The Masters family dynamic is, just as it was in the first season, one of the most layered, complicated parts of the show, and there is this amazing moment where brother Masters confronts regular Masters about their suck-ass childhood and, instead of bonding with his brother, or accepting him, or meeting his vulnerability with kindness, Masters instead gets really nasty and tells his brother he’s a weakling for being upset about this, and that he should just get over it already.
We know, of course, that Masters is really talking to himself in his father’s voice – that he feels ashamed for being upset, that he feels like he should get over it – that he’s projecting all of his vulnerability onto his brother, and then attacking him to make himself feel strong. We’ve already seen in “Fight” that he does the same thing with Virginia, but that she has enough self-confidence to stop him when she sees it happening.
The abusive father story is the most psychologically complex story on the show – but it’s also kind of manipulative. The main point of bringing it up all the time is to feed our desire – and Virginia’s desire, and Libby’s desire, and the show’s desire – to achieve emotional intimacy with Bill by forcing him to cry about all his sad feelings. Ostensibly it’s for his own good, since he’ll be happier if he can learn to connect with someone, but the way it’s presented, it seems like the focus is on us feeling good – or Virginia feeling good – because Virginia gets to be there for him. Because she is The One Person he can have a feelings talk with – the only person he can have a feelings talk with. She gets to have his emotional virginity.

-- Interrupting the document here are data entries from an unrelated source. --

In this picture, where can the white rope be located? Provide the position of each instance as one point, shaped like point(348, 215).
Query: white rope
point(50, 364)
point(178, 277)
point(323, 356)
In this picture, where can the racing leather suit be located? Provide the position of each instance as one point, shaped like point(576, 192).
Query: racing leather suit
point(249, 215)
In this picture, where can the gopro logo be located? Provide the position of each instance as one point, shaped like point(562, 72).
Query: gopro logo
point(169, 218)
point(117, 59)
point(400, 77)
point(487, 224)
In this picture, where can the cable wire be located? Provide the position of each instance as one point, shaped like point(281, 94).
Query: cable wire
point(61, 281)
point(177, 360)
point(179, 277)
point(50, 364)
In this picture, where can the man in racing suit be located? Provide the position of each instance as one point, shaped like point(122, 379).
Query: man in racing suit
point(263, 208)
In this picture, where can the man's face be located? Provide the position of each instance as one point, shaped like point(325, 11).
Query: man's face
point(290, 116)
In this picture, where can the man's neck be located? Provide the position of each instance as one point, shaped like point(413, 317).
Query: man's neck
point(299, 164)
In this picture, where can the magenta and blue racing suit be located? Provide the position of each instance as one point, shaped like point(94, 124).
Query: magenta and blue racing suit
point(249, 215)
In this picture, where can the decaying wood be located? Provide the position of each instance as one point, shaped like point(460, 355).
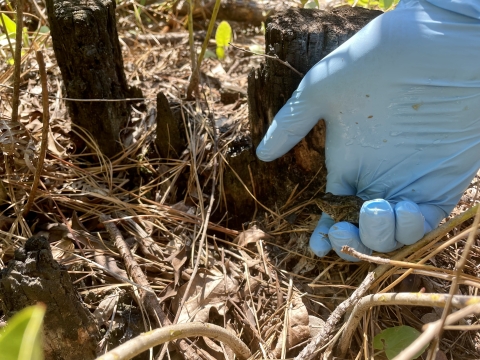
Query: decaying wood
point(88, 52)
point(301, 37)
point(70, 330)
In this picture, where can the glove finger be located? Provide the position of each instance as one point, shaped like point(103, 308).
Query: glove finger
point(409, 223)
point(319, 242)
point(344, 233)
point(377, 226)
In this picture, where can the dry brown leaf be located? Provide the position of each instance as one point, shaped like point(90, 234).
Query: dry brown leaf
point(250, 236)
point(104, 310)
point(298, 325)
point(177, 259)
point(210, 288)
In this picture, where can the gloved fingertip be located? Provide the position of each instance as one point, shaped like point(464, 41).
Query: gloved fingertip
point(346, 234)
point(320, 245)
point(377, 225)
point(410, 224)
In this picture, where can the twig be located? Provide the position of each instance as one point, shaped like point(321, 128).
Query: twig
point(7, 34)
point(148, 297)
point(429, 239)
point(194, 80)
point(205, 222)
point(411, 299)
point(270, 57)
point(17, 59)
point(134, 270)
point(156, 337)
point(326, 334)
point(432, 330)
point(437, 250)
point(43, 145)
point(454, 286)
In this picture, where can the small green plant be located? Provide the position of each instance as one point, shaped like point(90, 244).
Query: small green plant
point(21, 339)
point(393, 340)
point(381, 4)
point(223, 36)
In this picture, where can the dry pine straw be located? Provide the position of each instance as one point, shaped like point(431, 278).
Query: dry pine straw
point(168, 201)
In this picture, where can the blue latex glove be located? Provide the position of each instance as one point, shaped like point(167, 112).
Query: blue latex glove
point(401, 101)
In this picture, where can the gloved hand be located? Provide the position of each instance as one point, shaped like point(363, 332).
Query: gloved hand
point(401, 102)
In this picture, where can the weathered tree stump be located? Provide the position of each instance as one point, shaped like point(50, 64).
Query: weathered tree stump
point(70, 330)
point(88, 52)
point(302, 37)
point(170, 141)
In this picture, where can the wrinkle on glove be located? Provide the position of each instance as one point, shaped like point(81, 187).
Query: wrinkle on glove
point(401, 102)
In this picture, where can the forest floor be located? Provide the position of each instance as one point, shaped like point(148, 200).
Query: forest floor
point(259, 280)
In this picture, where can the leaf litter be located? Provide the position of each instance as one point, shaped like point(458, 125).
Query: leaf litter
point(260, 282)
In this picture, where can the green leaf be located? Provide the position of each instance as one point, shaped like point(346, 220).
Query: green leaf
point(10, 25)
point(209, 54)
point(44, 30)
point(21, 339)
point(220, 52)
point(394, 340)
point(223, 36)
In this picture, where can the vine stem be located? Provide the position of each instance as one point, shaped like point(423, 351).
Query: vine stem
point(156, 337)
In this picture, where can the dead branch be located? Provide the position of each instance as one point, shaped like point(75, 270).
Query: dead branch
point(454, 286)
point(17, 60)
point(156, 337)
point(429, 239)
point(432, 330)
point(411, 299)
point(325, 335)
point(148, 297)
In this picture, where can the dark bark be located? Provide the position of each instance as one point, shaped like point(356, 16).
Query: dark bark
point(88, 52)
point(70, 330)
point(302, 37)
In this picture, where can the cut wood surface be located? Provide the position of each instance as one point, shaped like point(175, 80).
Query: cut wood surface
point(301, 37)
point(88, 52)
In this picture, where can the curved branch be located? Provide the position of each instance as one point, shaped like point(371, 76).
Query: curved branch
point(159, 336)
point(412, 299)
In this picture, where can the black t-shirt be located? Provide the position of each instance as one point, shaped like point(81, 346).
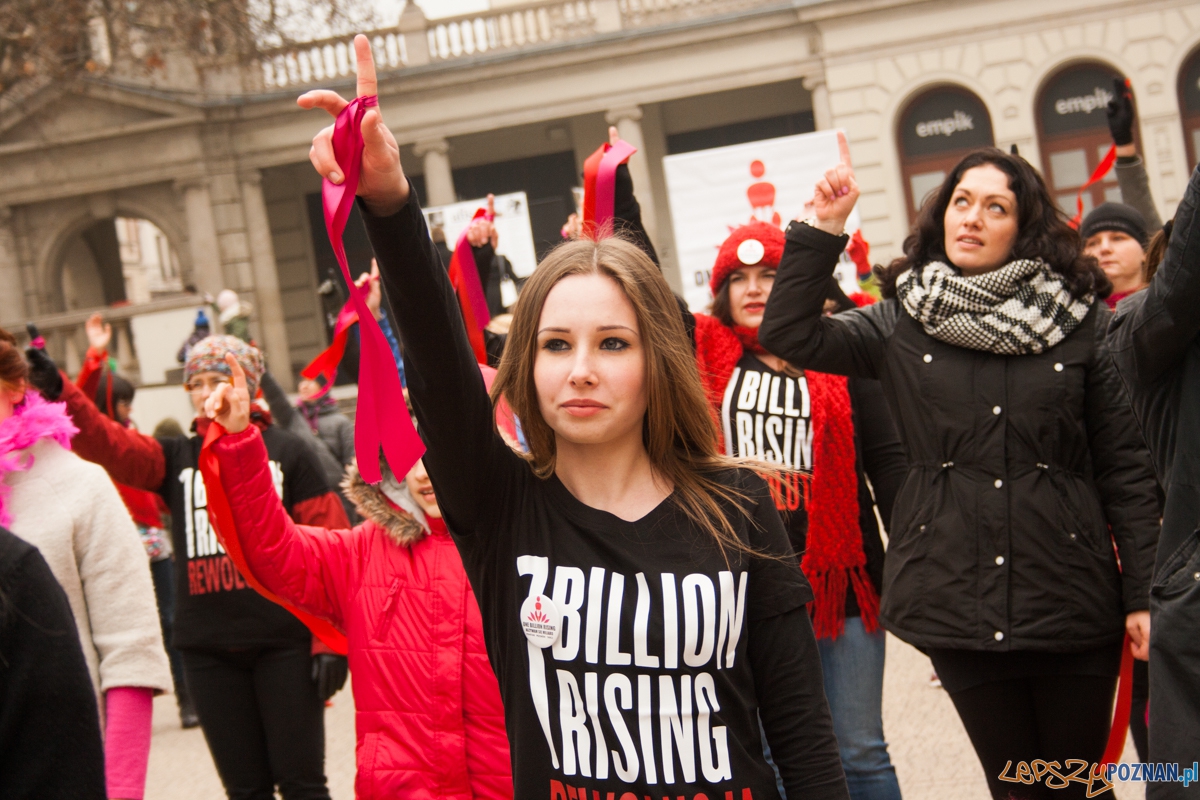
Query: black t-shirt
point(768, 414)
point(214, 606)
point(652, 673)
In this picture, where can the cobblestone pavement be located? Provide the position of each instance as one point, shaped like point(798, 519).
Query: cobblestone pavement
point(930, 750)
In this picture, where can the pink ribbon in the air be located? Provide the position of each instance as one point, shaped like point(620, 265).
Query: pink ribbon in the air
point(382, 420)
point(471, 275)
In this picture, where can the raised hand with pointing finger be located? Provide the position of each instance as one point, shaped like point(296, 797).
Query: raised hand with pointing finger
point(229, 404)
point(835, 193)
point(382, 184)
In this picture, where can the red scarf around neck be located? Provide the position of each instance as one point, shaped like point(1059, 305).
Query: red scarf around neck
point(833, 560)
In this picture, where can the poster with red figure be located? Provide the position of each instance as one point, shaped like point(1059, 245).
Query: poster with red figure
point(713, 191)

Am I being too weird? Probably.
The point is that, as I’m watching Masters of Sex, I don’t feel like Bill’s story is about Bill – I feel like it’s about why he is an awesome object of desire for Virginia. And, in a certain sense, that’s interesting, because it’s a reversal of the way gender dynamics are usually presented on TV – it’s interesting because the protagonist in this story is really Virginia Johnson. But I also don’t like it any better than I like it when a woman is the object of desire, and her story line exists only to make her seem more sexy.
What I would like a lot more is a story about two people who are both separate, whole, independent entities – the heroes of their own intersecting stories. Then I wouldn’t have to feel weird, when I was watching them.